Her answer is a fist slammed into my gut—safety is not knowing what safety feels like.

It’s the one answer I never imagined, but it’s obvious now. You can’t describe what safety is when it’s all you’ve known. When you’ve never been moved in the middle of the night because of a crackle on the phone or a light in the alley. You never had an itchy fake mole put on your chin or got whacked upside the head for trying to pick it off.

Safety is walking down the street without having to worry that someone back there recognized you.

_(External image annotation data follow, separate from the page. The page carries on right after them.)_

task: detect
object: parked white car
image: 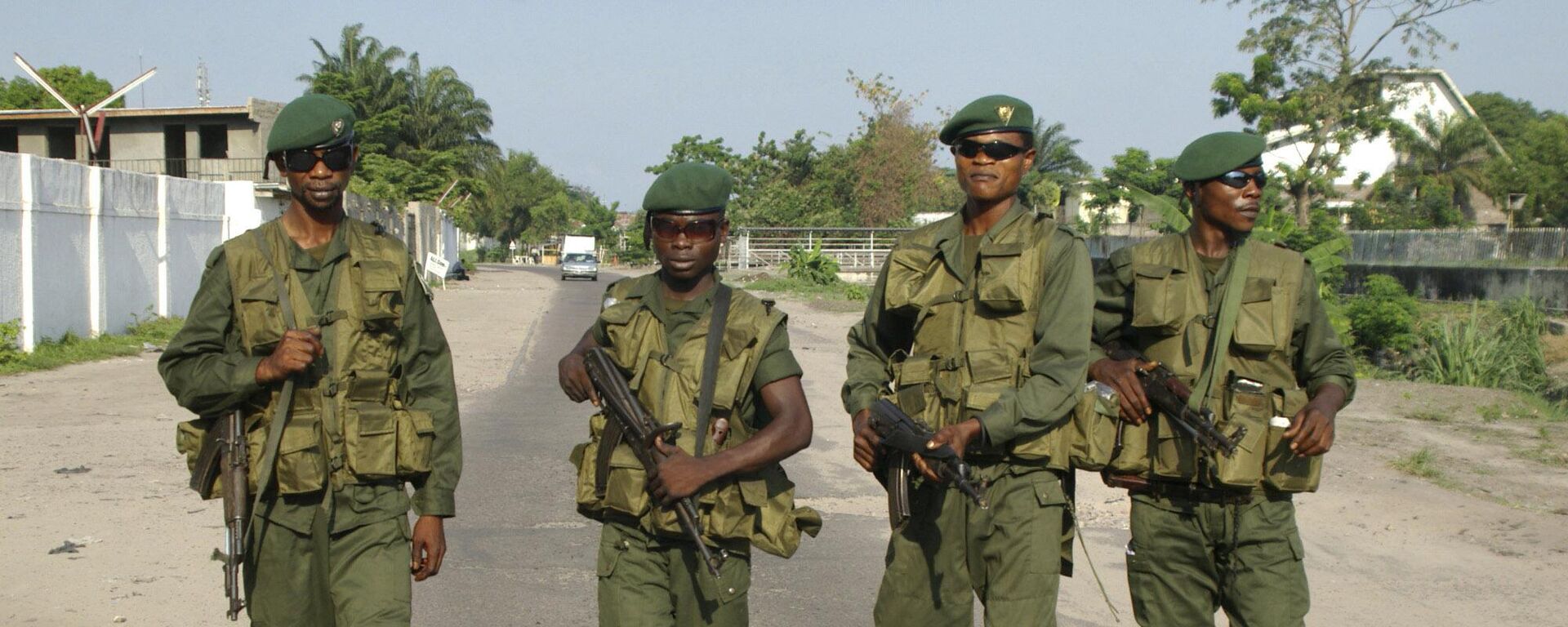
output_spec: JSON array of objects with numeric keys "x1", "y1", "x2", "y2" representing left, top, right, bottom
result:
[{"x1": 561, "y1": 252, "x2": 599, "y2": 281}]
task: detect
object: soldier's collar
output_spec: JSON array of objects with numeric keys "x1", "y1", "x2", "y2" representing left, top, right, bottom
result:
[{"x1": 936, "y1": 196, "x2": 1036, "y2": 247}]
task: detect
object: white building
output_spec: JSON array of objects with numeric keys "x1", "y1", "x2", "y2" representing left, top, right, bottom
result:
[{"x1": 1264, "y1": 69, "x2": 1507, "y2": 225}]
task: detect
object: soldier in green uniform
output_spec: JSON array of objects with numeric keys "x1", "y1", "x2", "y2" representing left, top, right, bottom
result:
[
  {"x1": 158, "y1": 94, "x2": 462, "y2": 627},
  {"x1": 844, "y1": 96, "x2": 1093, "y2": 625},
  {"x1": 1089, "y1": 133, "x2": 1355, "y2": 627},
  {"x1": 559, "y1": 163, "x2": 822, "y2": 627}
]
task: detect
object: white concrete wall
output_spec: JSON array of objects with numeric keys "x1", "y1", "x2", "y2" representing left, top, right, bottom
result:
[
  {"x1": 0, "y1": 152, "x2": 462, "y2": 351},
  {"x1": 97, "y1": 169, "x2": 160, "y2": 332}
]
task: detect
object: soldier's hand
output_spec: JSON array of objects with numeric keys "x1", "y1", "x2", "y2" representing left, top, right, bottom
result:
[
  {"x1": 408, "y1": 516, "x2": 447, "y2": 581},
  {"x1": 850, "y1": 409, "x2": 881, "y2": 472},
  {"x1": 648, "y1": 439, "x2": 714, "y2": 505},
  {"x1": 256, "y1": 329, "x2": 326, "y2": 385},
  {"x1": 910, "y1": 419, "x2": 982, "y2": 481},
  {"x1": 1284, "y1": 402, "x2": 1336, "y2": 458},
  {"x1": 555, "y1": 351, "x2": 599, "y2": 406},
  {"x1": 1088, "y1": 358, "x2": 1154, "y2": 425}
]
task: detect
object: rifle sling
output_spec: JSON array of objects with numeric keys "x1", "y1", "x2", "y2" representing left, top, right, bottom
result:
[
  {"x1": 693, "y1": 279, "x2": 733, "y2": 458},
  {"x1": 246, "y1": 229, "x2": 296, "y2": 536},
  {"x1": 1187, "y1": 240, "x2": 1253, "y2": 414}
]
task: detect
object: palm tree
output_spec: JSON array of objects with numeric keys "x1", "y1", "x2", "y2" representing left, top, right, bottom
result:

Safety is never thinking about safety.

You’d think with all that safety she’d be weak, but she’s strong.

I pull her closer. Is that where her optimism comes from? If she lost her safety, would the optimism go, too?

“Do you feel safe now?” I ask.

“Yes,” she whispers. Her breathing evens out, but then it changes, gets ragged. “Except Dad killed your parents.” She’s getting agitated. “He killed them. In front of the babies…”

“It’s okay now,” I whisper.

“We’re supposed to have each other’s backs,” she says.

I hold her more tightly. Even in her fucked-up state, she cares about rules. She wants people to be good. She wants to think we’re all not animals.

She says, “My mom had my back, but she died.”

“I know,” I whisper.

“Got cancer.” She’s doing that uneven breathing again. Stupid of me to not think about that. Like I’m the only person who lost something.

“I bet she loved you a lot,” I say. “I bet your mother loved you so much.”